Il depuratore nell’area industriale di Cassino è tornato nell’occhio del ciclone dei residenti del quartiere. Nella notte scorsa, l’impianto di sollevamento tre si sarebbe fermato improvvisamente provocando uno sversamento di liquidi.

Una situazione che si protrae da tempo e che i cittadini e il comitato Solfegna Cantoni denunciano sistematiamente. La convivenza con gli impianti di depurazione del Cosilam starebbe diventando sempre più difficile e controversa.

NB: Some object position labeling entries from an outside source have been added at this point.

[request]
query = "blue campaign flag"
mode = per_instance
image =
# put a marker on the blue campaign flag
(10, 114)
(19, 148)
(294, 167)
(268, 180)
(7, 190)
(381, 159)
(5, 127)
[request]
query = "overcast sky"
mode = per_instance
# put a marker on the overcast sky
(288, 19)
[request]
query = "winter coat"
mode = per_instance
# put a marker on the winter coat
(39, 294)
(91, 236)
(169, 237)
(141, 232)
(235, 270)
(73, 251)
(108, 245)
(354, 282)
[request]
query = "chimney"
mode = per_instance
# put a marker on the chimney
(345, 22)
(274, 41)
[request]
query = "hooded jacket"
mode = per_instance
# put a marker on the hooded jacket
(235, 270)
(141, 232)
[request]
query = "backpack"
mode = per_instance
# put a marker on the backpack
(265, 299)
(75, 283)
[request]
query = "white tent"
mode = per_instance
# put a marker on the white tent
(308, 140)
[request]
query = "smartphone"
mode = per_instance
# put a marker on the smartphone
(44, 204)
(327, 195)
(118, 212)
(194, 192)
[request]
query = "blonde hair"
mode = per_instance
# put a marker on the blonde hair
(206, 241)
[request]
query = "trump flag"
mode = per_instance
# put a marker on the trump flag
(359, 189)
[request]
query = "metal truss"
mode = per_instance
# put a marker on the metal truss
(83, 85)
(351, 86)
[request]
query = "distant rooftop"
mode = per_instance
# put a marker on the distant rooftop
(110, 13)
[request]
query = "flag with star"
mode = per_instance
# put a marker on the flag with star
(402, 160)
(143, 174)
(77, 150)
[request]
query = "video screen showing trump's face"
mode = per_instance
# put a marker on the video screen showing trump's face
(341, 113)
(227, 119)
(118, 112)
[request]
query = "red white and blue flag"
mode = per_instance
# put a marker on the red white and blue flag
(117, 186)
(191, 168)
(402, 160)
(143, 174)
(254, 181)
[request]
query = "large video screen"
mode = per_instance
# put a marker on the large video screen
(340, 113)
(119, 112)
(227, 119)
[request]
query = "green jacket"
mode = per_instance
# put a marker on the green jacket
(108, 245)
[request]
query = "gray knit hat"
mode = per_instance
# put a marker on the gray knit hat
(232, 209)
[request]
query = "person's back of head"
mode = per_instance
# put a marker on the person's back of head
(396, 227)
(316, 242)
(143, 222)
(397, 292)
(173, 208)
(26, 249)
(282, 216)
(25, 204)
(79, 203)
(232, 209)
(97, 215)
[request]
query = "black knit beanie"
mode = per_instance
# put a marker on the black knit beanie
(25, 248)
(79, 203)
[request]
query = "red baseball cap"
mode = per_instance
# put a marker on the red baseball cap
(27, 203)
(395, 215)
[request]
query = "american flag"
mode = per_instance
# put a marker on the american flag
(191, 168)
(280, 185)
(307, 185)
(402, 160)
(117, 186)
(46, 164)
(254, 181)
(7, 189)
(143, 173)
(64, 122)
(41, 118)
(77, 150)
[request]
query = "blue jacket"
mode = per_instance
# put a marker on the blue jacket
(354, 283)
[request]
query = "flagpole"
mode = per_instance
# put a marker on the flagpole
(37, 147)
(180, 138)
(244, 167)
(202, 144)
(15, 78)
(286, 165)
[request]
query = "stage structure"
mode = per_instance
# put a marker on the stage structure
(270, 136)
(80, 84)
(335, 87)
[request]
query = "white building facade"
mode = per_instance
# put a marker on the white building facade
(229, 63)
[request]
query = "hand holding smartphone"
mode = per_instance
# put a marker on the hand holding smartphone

I residenti appena si sarebbero resi conto di quello che stava accadendo hanno allertato le forze dell’ordine e sul posto sono intervenuti i carabinieri della compagnia di Cassino e la Polizia municipale.

I tecnici dell’impianto avrebbero fatto rilevare che il fermo potrebbe essere stato provocato dell’acqua troppo calda.

“Oggi non è piovuto di certo, l’impianto è stato rifatto totalmente il 18 agosto 2017 e non c’è stato un sabotaggio – hanno affermato i residenti – vogliamo sapere perché si verificano queste situazioni e soprattutto come si possono risolvere. Vogliamo difendere il nostro ambiente e tutelare la nostra salute”.